O intuito das férias é viajar, ir pra longe, transpor fronteiras e abandonar-se a si mesmo. "Tchau myself, a gente se vê quando eu voltar".
Daí começam os planos, esquemas, programas e roteiros. Nem nos damos conta de que as férias são pra reenergizar e que o seu planejamento não pode ser mais rígido do que a rotina diária.
A grande descoberta para fazerem as férias serem, de fato, um descanso pra alma, é dar espaço pro acaso. Ter aquela folga de tempo na programação, pra encaixar um interesse inesperado, ou satisfazer a necessidade do 'dolce far niente'.
Minha estada em San Francisco, cidade em que já estive antes, teve o propósito de descansar das atividades que eu teria antes e depois dessa parada. Enquanto recobrava minhas energias numa estada lânguida e reconfortante, desvendaria melhor os mistérios dessa cidade tão instigante.
Foi assim que, num sábado, resolvi fazer, a pé, mais um trecho da Scenic Drive, um percurso demarcado na cidade, que fornece vistas gratificantes da região.
O movimento começou ao deixar o hotel somente ao meio-dia, como vinha sendo praxe nesses dias de descanso. Tudo corria muito lento e agradável. A fome ainda não dava sinais e a temperatura era controlada pelo lado da calçada (com ou sem sol) que eu escolhia usar.

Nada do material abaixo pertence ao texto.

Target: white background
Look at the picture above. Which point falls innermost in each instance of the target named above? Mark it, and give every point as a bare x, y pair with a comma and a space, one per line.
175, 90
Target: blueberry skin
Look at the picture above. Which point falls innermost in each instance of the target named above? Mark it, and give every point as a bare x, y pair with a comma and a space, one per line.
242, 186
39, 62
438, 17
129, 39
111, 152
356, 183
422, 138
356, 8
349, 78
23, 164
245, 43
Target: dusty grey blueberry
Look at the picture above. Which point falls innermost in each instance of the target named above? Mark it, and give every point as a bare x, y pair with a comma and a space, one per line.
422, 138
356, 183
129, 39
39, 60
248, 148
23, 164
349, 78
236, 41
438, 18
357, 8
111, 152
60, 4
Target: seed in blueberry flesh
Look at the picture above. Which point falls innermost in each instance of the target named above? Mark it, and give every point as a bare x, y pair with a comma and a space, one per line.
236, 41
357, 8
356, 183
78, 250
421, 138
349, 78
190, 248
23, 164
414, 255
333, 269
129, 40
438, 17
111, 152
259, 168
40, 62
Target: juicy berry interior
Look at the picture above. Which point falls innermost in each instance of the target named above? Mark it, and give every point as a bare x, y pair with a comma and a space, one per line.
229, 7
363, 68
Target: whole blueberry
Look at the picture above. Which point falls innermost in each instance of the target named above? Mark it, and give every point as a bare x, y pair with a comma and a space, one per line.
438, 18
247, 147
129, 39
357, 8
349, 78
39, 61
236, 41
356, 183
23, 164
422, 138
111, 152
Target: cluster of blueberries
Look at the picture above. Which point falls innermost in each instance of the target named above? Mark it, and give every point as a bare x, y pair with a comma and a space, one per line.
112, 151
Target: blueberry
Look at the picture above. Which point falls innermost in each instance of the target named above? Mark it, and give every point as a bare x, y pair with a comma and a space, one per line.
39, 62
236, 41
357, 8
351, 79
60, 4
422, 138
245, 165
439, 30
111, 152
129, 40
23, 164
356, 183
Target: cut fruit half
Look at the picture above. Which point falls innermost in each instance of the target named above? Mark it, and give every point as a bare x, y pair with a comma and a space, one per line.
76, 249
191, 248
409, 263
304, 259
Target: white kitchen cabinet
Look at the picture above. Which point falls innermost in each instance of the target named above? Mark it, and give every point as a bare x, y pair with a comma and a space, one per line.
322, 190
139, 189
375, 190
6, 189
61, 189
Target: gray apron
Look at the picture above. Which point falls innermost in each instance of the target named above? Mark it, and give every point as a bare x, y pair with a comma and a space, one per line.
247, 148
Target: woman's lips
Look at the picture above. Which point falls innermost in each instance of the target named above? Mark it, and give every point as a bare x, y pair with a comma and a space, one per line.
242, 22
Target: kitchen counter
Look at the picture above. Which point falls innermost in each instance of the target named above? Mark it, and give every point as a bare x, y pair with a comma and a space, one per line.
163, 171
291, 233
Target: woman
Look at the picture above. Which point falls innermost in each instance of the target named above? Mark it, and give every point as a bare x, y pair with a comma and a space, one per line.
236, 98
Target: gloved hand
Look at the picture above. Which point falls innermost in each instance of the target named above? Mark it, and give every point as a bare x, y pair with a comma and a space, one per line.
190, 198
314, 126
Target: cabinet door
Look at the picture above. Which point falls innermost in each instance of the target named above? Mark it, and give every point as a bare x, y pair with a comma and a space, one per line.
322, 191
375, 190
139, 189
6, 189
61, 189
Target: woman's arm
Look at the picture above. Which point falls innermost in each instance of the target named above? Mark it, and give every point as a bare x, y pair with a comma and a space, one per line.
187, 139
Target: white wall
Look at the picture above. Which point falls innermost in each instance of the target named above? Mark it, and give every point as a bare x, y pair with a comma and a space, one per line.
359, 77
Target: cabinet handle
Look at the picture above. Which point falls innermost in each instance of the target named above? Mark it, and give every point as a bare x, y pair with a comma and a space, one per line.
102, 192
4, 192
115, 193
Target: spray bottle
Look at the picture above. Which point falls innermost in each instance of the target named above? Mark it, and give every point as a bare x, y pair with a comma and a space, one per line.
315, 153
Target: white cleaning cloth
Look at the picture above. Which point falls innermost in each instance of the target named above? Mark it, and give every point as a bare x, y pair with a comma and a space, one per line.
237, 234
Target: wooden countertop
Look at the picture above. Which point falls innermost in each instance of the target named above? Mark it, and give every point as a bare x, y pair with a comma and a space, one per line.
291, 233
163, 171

De repente, logo após passar por Chinatown, me deparei com o Café Trieste (! O imprevisto !). Na minha outra estada aqui, tinha passado em frente e tirado uma foto rápida, por ter me lembrado que era um lugar que Jack Kerouac costumava frequentar.
A fome nem era tanta, mas como eu deveria consumir pra poder estar lá, pedi uma fatia de quiche e uma taça de pinot grígio.
Aos poucos, o lugar foi entrando em mim. Comecei a comer devagar, saboreando o vinho e reparando a vida que corria ao redor. Tinha gente só lanchando, tinha gente escrevendo...
...jogando xadrez...
...pintando...
Na jukebox tocou desde folk até tango argentino. Quando, animada pela segunda taça de pinot grígio...
...começou a tocar California Dreamin!
A Scenic Drive teve que esperar, porque eu gastei muuuitas horas no Café Trieste. Mas, afinal, férias (com F maiúsculo) não é isso? Acolher o acaso com carinho e gastar uma tarde de sábado num lugar especial?!?
PS - O bônus da tarde aconteceu quando Jeff, uma pessoa queridíssima, veio se sentar ao meu lado. Puxou conversa, dizendo que ia comer um bread pudding, que não era light nem barato, mas que era muito saboroso... Eu, então, querendo ser simpática, disse que era sábado e, portanto, extravagâncias podiam ser feitas.
Nesse momento, Jeff, meio surpreso meio divertido, me contestou, dizendo que, na verdade, "crazy things" devem ser feitas "e-ve-ry-day"!!! Segundo ele, esta é a razão de ele estar em San Francisco há trinta e cinco anos.
Segundo Jeff também, o Café Trieste está há esse tempo todo "do-mes-mo-jei-to". Partiu se desculpando, porque disse que eu parecia ser uma pessoa boa de fazer "crazy things with".
Jeff ficou na minha lembrança por muito tempo e me fez pensar no que eu havia lido, de que, na verdade, "San Francisco is a frame of mind".
Viajar com amigos é feliz, mas viajar sozinha é se dar um dos grandes presentes disponíveis na vida.
ResponderExcluirTudo adquire um sentido muito especial quando viajamos sós. A partir de um presente que damos a nós mesmas, o universo parece conjura para torná-lo ainda mais especial e nos apresenta muitas outras surpresas. Andar à toda, perder-se por ruas desconhecidas, chegar a lugares deliciosos e cheios de história como o Café Trieste ... E, claro, conhecer pessoas queridas, que passam rapidinho pelo nosso dia, mas permanecem conosco por muito tempo.